Вопреки расхожему мнению ссыльные и каторжники шли служить не только к красным. «Хуже всего здесь контрразведка, куда собрались отбросы жандармов, охранных агентов и разнузданная молодёжь самого садического типа», – писал об Особом Маньчжурском отряде (ОМО) военный министр Омского правительства Будберг. Среди представителей этой золотой молодёжи с уголовным прошлым были сын министра двора Фридерикс, убивший из-за наследства родного брата; обвинявшийся в шпионаже в пользу Германии барон Тизенгаузен; известный петербургский шарлатан Волков, он же «великий маг Али», укравший у своей любовницы, генеральши Самойловой, драгоценности на сто тысяч рублей. Все они попали в Забайкалье по судебным приговорам, а теперь оказались в отряде Семёнова. Из-за таких фигур аббревиатуру ОМО расшифровывали как «Осторожно, может ограбить».

«Гражданская война в России дала много Пожарских, но очень мало Мининых», – обмолвился однажды Семёнов. Сам он быстро решил свои финансовые проблемы благодаря японцам[39]39
  Представление об этих суммах даёт цифра, фигурировавшая на заседаниях японского парламента: только с декабря 1918-го по февраль 1920 года на Семёнова было истрачено 21 миллион 110 тысяч иен. Цифра становится ещё более фантастической, если учесть, что одна иена приравнивалась к 60–70 рублям.


[Закрыть]
. Те сделали ставку на него, а не на Колчака, слишком тесно, по их мнению, связанного с англичанами и американцами. Зато управляющий КВЖД, генерал Хорват, к Семёнову отнёсся настороженно и военную власть в полосе отчуждения вручил Колчаку. Подчиниться ему атаман отказался наотрез. Адмирал называл семёновцев «хамами», «бандой», но эта «банда» быстро превращалась в серьёзную силу. На японские деньги Семёнов закупал снаряжение вплоть до радиостанций, обзавёлся артиллерией, приступил к оборудованию бронепоездов, а Колчак сумел поставить под ружьё не более семисот человек, разбросанных по всей магистрали и вооружённых лишь трёхлинейками. К весне 1918 года Семёнов имел впятеро больше. Правда, из трёх с половиной тысяч бойцов русских насчитывалось не более трети. Личный состав отряда был преимущественно азиатский: китайцы (в том числе хунхузы), монголы всех племён, буряты, корейцы.

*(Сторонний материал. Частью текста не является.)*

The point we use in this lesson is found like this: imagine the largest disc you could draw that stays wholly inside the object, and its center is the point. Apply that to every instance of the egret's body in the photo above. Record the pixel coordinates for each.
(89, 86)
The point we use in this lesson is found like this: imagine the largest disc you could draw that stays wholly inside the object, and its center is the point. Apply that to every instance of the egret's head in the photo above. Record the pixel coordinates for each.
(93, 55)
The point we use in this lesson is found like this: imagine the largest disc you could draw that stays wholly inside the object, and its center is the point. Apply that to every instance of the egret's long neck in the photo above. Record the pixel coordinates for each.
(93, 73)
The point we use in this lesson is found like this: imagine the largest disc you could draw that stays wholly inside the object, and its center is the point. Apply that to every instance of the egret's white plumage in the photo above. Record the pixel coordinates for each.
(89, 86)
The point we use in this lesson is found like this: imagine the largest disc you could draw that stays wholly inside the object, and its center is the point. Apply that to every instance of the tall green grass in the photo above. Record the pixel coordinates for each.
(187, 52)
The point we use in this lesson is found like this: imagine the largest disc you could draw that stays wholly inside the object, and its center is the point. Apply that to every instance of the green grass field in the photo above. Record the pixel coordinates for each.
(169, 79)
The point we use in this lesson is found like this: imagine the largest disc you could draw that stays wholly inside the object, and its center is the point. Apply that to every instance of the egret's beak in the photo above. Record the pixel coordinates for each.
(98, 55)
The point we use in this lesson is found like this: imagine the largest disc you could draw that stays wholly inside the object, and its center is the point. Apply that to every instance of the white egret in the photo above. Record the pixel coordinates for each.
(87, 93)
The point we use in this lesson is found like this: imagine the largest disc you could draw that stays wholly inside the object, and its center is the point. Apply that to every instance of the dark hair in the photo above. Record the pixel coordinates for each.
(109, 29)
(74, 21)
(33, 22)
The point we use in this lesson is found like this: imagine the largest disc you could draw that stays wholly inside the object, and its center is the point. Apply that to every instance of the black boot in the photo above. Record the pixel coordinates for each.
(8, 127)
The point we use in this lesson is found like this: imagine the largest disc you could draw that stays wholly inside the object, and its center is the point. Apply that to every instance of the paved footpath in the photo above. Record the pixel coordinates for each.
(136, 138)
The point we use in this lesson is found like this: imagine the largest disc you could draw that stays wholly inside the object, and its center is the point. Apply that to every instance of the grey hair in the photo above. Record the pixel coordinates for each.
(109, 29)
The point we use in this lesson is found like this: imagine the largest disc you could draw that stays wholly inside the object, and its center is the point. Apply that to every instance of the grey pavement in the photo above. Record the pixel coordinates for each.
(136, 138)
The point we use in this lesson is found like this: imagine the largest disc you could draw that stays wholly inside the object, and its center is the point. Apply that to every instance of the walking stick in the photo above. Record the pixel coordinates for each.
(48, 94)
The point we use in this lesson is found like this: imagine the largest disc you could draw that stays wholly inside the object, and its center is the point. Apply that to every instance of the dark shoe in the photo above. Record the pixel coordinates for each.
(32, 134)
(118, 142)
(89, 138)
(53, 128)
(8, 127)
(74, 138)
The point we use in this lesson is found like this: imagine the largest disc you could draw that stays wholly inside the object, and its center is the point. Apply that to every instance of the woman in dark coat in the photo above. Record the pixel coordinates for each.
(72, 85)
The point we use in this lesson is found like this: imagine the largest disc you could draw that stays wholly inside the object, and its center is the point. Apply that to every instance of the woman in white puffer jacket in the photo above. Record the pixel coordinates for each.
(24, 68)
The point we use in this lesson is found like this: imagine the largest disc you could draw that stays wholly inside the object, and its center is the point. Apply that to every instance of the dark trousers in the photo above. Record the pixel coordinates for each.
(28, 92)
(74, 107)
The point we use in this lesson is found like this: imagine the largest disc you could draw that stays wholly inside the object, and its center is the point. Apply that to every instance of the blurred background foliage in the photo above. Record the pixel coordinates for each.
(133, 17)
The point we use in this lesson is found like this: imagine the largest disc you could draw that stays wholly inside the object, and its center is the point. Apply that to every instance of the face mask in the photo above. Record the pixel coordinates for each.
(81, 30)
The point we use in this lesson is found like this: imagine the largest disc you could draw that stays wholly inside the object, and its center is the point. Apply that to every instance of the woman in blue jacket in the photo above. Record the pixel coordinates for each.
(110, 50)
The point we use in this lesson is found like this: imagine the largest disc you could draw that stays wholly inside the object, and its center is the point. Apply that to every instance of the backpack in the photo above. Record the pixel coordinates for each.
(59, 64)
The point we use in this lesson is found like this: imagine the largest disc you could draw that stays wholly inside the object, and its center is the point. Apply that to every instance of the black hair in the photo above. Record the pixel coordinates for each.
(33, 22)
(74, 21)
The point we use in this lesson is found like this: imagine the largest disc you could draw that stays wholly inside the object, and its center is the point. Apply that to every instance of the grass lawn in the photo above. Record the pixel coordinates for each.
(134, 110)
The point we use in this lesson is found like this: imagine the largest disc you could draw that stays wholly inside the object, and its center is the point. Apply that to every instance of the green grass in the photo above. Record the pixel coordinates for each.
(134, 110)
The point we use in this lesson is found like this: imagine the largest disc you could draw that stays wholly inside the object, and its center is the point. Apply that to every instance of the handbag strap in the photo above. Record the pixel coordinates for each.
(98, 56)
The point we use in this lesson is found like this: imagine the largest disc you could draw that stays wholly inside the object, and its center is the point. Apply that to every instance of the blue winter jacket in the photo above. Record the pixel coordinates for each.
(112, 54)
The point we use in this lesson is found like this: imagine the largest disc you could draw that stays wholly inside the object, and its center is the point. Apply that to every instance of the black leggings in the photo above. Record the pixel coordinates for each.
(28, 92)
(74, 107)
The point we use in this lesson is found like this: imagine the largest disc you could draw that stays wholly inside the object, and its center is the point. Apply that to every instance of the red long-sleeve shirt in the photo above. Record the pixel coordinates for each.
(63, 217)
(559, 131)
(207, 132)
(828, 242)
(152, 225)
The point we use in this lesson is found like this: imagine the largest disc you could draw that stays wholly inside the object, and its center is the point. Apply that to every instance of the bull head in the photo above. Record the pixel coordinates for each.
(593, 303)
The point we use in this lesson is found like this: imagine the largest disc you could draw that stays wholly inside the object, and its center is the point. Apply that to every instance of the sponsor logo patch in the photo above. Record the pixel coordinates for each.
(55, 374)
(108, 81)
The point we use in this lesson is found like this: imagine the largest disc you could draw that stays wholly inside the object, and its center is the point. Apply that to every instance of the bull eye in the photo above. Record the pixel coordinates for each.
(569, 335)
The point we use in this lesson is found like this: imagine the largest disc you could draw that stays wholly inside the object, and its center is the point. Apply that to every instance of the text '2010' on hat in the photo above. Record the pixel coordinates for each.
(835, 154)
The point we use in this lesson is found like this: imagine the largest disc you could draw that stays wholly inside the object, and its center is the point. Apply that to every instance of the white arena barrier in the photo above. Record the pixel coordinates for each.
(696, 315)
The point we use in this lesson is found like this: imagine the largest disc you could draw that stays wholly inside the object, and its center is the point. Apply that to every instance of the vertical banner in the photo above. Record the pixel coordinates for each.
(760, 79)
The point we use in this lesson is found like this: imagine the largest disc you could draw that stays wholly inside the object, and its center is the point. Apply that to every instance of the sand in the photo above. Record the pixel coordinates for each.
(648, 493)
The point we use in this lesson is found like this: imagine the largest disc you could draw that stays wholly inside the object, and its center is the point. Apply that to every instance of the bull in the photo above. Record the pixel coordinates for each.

Первая попытка продвинуться в Забайкалье окончилась неудачей, но в начале апреля Семёнов вновь перешёл границу и с налёту захватил сначала Даурию, затем станцию Мациевская, где едва не погиб – раненного в ногу, его извлекли из-под обломков колокольни, разрушенной прямым попаданием снаряда. Здесь под видом добровольцев к нему присоединился батальон японской императорской армии в 400 штыков. «Маленькие ростом, великие своим воинским духом, щеголеватые и весёлые, японские солдаты в тёплый весенний вечер выскакивали из вагонов, кокетливо иллюминованных светящимися фонариками самых причудливых форм. В руках у каждого было по национальному японскому и русскому флагу, они оживлённо размахивали этими эмблемами русско-японской солидарности» – так бывший адъютант Семёнова описывал первое появление японцев в Забайкалье. Для него это было «повторение повествования евангелиста о благодетельном самаритянине».

Из Мациевской, взятой после упорного боя, Семёнов устремляется к Чите. К концу апреля захвачена станция Оловянная, атаман с авангардом выходит к берегу Онона, но красные успевают взорвать мост. Подрывником выступает не кто-нибудь, а лично командующий Забайкальским фронтом эсер-интернационалист Сергей Лазо. Минёры, не желая рисковать жизнью под прицельным огнём казаков, стрелявших с другого берега, отказались ползти к реке, чтобы ещё раз поджечь потухший от дождя запал, тогда Лазо сделал это сам, причём только третья попытка оказалась успешной.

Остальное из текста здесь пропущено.